The following code for upload the excel file:
select line_number, col001,col002, col003, col004, col005, col006, col007, col008, col009, col010,
col011,col012, col013, col014, col015, col016, col017, col018, col019, col020,
col021,col022, col023, col024, col025, col026, col027, col028, col029, col030,
col031,col032, col033, col034, col035, col036, col037, col038, col039, col040,
col041,col042, col043, col044, col045, col046, col047, col048, col049, col050,
col051,col052, col053, col054, col055, col056, col057, col058, col059, col060
from apex_application_temp_files f, table( apex_data_parser.parse(
p_content => f.BLOB_CONTENT,
p_store_profile_to_collection => 'IMPORT_NEW',
p_file_name =>:P11_FILE) ) p
WHERE p.col001='1' or p.col001='2'
and the output sample of the code that is used for the import section in the database:
Insert into E5ASSET
(CODE,NAME,PERSIANTITLE,UNITPRICE,ISACTIVE,ISPRODUCTION,ISTOOLS,T5TOOLS_ID,SERIALNUMBER,COP,EQPTYPE,E5PARENT_ID,R5DEPT_ID,E5CLASS_ID,E5TYPE_ID,E5CATEGORY_ID,E5PROFILE_ID,
E5HC_CRITICALITY_ID,E5HC_SHUTDOWNTYPE_ID,M5MFC_ID,E5EQUIPMENTSTATUS_ID,EQUIPMENTVALUE,MODEL,REVISION,E5HC_CURRENCY_ID,E5HC_UOM_ID,COMMISSIONDATE)
Select col003 CODE,col004 NAME,col005 PERSIANTITLE,col006 UNITPRICE,col007 ISACTIVE,col008 ISPRODUCTION,col009 ISTOOLS,q1.id T5TOOLS_ID,col012 SERIALNUMBER,col013 COP,
col014 EQPTYPE,q2.id E5PARENT_ID,q3.id R5DEPT_ID,q4.id E5CLASS_ID,q5.id E5TYPE_ID,q6.id E5CATEGORY_ID,q7.id E5PROFILE_ID,q8.id E5HC_CRITICALITY_ID,q9.id E5HC_SHUTDOWNTYPE_ID,
q10.id M5MFC_ID,q11.id E5EQUIPMENTSTATUS_ID,col035 EQUIPMENTVALUE,col036 MODEL,col037 REVISION,q12.id E5HC_CURRENCY_ID,q13.id E5HC_UOM_ID,col042 COMMISSIONDATE
from apex_application_temp_files f,
table ( apex_data_parser.parse (
p_content=> f.blob_content,
p_skip_rows=>207833,
p_max_rows=>207834,
p_file_name=> f.filename)) p
left join T5TOOLS q1 on q1.code=p.col011 and q1.r5Organization_id=123
left join E5EQUIPMENT q2 on nvl(q2.code,'*')=p.col016 and q2.r5Organization_id=123
left join R5DEPT q3 on q3.code=p.col018 and q3.r5Organization_id=123
left join E5CLASS q4 on q4.code=p.col020 and q4.r5Organization_id=123
left join E5TYPE q5 on q5.code=p.col022 and q5.r5Organization_id=123
left join E5CATEGORY q6 on q6.code=p.col024 and q6.r5Organization_id=123
left join E5PROFILE q7 on q7.code=p.col026 and q7.r5Organization_id=123
left join E5HC q8 on q8.code=p.col028 and q8.hc_id=6 and q8.r5Organization_id=123
left join E5HC q9 on q9.code=p.col030 and q9.hc_id=7 and q9.r5Organization_id=123
left join M5MFC q10 on q10.code=p.col032 and q10.r5Organization_id=123
left join E5EQUIPMENTSTATUS q11 on q11.code=p.col034 and q11.r5Organization_id=123
left join E5HC q12 on q12.code=p.col039 and q12.hc_id=1 and q12.r5Organization_id=123
left join E5HC q13 on q13.code=p.col041 and q13.hc_id=7 and q13.r5Organization_id=123
I'll suggest a different approach because it sounds like you're dealing with some large Excel files here.
"apex_data_parser" must literally examine the blob contents to extract out every single element, its being done with PLSQL.

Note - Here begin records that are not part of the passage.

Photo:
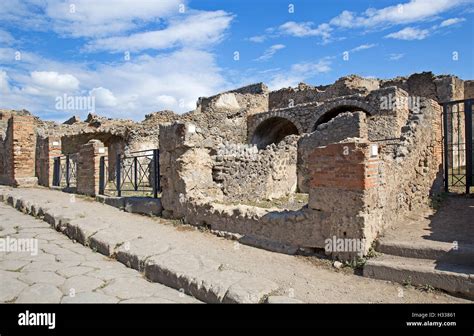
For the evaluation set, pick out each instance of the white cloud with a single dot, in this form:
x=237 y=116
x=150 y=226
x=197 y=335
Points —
x=299 y=72
x=452 y=21
x=305 y=29
x=6 y=38
x=52 y=81
x=4 y=85
x=200 y=29
x=269 y=52
x=257 y=38
x=413 y=11
x=123 y=90
x=166 y=101
x=86 y=18
x=363 y=47
x=395 y=57
x=103 y=97
x=409 y=34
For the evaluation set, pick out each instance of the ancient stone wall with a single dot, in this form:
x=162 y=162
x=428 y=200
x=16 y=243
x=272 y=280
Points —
x=190 y=194
x=245 y=173
x=343 y=185
x=426 y=84
x=88 y=167
x=469 y=89
x=345 y=125
x=303 y=93
x=46 y=150
x=18 y=153
x=412 y=167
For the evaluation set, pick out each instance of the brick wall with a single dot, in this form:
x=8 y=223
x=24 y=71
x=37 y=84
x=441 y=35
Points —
x=345 y=125
x=19 y=152
x=46 y=150
x=88 y=167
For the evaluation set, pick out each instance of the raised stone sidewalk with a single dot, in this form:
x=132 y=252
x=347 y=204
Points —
x=60 y=271
x=200 y=264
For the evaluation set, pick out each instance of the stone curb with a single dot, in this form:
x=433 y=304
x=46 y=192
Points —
x=194 y=275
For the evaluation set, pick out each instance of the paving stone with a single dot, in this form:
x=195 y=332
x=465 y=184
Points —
x=13 y=265
x=52 y=266
x=40 y=293
x=42 y=277
x=114 y=273
x=148 y=299
x=282 y=299
x=10 y=287
x=250 y=290
x=130 y=288
x=89 y=297
x=81 y=283
x=74 y=270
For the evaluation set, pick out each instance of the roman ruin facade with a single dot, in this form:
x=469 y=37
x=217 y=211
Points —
x=360 y=153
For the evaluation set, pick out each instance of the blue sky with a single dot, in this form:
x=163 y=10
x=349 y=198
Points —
x=141 y=56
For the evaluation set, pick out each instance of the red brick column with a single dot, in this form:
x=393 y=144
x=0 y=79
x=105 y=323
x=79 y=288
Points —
x=48 y=149
x=20 y=151
x=344 y=186
x=88 y=167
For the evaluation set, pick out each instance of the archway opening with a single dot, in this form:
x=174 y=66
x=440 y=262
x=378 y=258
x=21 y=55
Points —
x=331 y=114
x=273 y=130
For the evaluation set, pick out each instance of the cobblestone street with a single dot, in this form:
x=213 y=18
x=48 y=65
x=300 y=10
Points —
x=67 y=272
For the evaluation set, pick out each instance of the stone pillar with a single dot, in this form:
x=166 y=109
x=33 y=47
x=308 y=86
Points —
x=20 y=150
x=185 y=168
x=88 y=167
x=344 y=185
x=48 y=149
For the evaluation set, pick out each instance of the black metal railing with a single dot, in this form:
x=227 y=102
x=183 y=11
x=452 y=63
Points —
x=458 y=145
x=65 y=171
x=135 y=173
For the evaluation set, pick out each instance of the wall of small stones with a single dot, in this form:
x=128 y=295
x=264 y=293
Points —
x=412 y=167
x=304 y=93
x=245 y=173
x=19 y=151
x=190 y=194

An alternative might be to use something external the database to convert it to a CSV and then read that via an external table.
Here's an example I did for customer where we used python to convert the Excel to CSV and then read it via external table
excel2csv.py
============
import openpyxl
import csv
import sys
n = len(sys.argv)
if n != 2:
sys.exit("ERROR: Single file name must be provided")
filename = sys.argv[1]
wb = openpyxl.load_workbook(filename)
sh = wb.active
with sys.stdout as f:
col = csv.writer(f)
for row in sh.rows:
col.writerow([cell.value for cell in row])
excel2csv.bat
=============
@echo off
set SystemRoot=C:\WINDOWS
C:\bin\Python37\python.exe C:\bin\Python37\excel2csv.py %1
external table
===========
SQL> create table my_excel_file
2 ( pk number(4)
3 ,col1 varchar2(10)
...
9 ,col8 number(2) )
10 organization external
11 ( type oracle_loader
12 default directory tmp
13 access parameters
14 ( records delimited by newline
15 preprocessor bin: 'excel2csv.bat'
16 fields terminated by ','
17 ( pk, col1, ...
18 ,col8 )
19 ) location('myfile.xlsx')
20 ) reject limit unlimited;
Table created.
then just run your query as
select * from my_excel_file
File names etc can be dynamically altered at run time.